Estudante e moradora do Morro do Dendê, Cristiane de Melo, de 18 anos, confirma a tese a irmã de Wanderson. "Deram vários tiros para tudo quanto é lado. Atiraram a esmo. Um deles pegou no vidro traseiro do carro do meu pai que estava estacionado. Não pude nem sair de casa com tanto medo que fiquei", disse.
Presidente da Associação de Moradores do Morro do Dendê, Nilton Fernando Alves, de 40 anos, classificou a operação como um "erro de estratégia". "Com um helicóptero, a Polícia Civil pensou que conseguiria diferenciar um criminoso de um trabalhador. Não tem como diferenciar. Foi uma operação errada da Polícia Civil que resultou na morte de duas pessoas", disse, inconformado.

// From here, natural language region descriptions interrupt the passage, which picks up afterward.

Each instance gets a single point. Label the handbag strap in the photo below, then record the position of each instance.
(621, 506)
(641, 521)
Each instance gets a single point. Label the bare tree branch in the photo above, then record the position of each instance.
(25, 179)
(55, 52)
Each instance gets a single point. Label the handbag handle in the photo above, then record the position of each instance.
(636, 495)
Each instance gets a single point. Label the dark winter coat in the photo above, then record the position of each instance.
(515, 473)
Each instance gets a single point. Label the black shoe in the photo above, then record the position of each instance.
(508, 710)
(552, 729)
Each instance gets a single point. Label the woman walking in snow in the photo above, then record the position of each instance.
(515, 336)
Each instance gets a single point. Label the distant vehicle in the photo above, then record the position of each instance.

Fotos enviadas para o WhastApp do DIA (98762-8248) mostram um dos dois helicópteros usados durante a ação e um blindado no local onde o pescador Wanderson e o menor de idade foram mortos nesta manhã.
Protesto após mortes
Após as mortes, cerca de 50 moradores desceram o Morro do Dendê carregando sacolas e espalharam lixo no acesso à favela. Um dos manifestantes foi preso por desacato e agressão a um policial militar. Ele foi levado à 37ª DP (Ilha do Governador). Durante o ato, os manifestantes deram socos e pontapés em ônibus e em carros da Polícia e da Defesa Civil. Alguns até jogaram pedras para o alto. A todo momento, eles pediam "justiça" e chamavam os policiais de assassinos.
Uma viatura da 4ª DP (Praça da República) chegou a ser cercada pelos manifestantes e foi atingida com chutes, mas os policiais não reagiram. Os moradores fecharam a Rua Tenente Cleto Campelo, no Cacuia, causando um grande engarrafamento. Na Estrada do Cacuia, alguns comerciantes fecharam as portas. Na porta da 37ª DP, houve reforço no policiamento com cinco carros, mas não foram registrados confrontos.
Por volta das 14h30, os manifestantes fecharam a Rua Vistula, em frente à delegacia e alguns se sentaram no chão. Outros estão com o rosto coberto com capuz. Eles carregam cartazes com dizeres como:"Gilson Costa, morto enquanto saiu para comprar coentro" e "Justiça pelo Gilson e Vanderson". A maioria deu as mãos e fez um cordão na porta do local pedindo justiça.
O tenente coronel Wagner Nunes, comandante do 17º BPM (Ilha) explicou como teve início a manifestação e explicou que, embora a Polícia Militar estivesse presente, a operação que resultou na morte de duas pessoas, era da Polícia Civil.
"O protesto começou dentro da comunidade do Dendê, na Rua Graná, onde moradores conseguiram atear fogo em alguns objetos como cadeiras. Após, a ação ser controlada pela PM, eles reiniciaram o protesto. Infelizmente, durante a manifestação, algumas pessoas jogaram pedras. A PM apenas preparou o terreno para a operação da Polícia Civil, no Dendê, que desencadeou em dois mortos. Foi só um apoio", disse.
Em nota, a Polícia Civil informou que a operação, batizada de Black Machine III, ocorreu nas comunidades do Dendê, Barbante, Bancários, Boogie Woogie, entre outras localidades da região da Ilha do Governador. Quatrocentos policiais participam da operação, que teve o apoio de agentes da Coordenadoria de Recursos Especiais (CORE) e de unidades do Departamento Geral de Polícia Especializada (DGPE), além de policiais militares. Em edições anteriores da ação, foram apreendidas cerca de 650 máquinas de jogos de azar.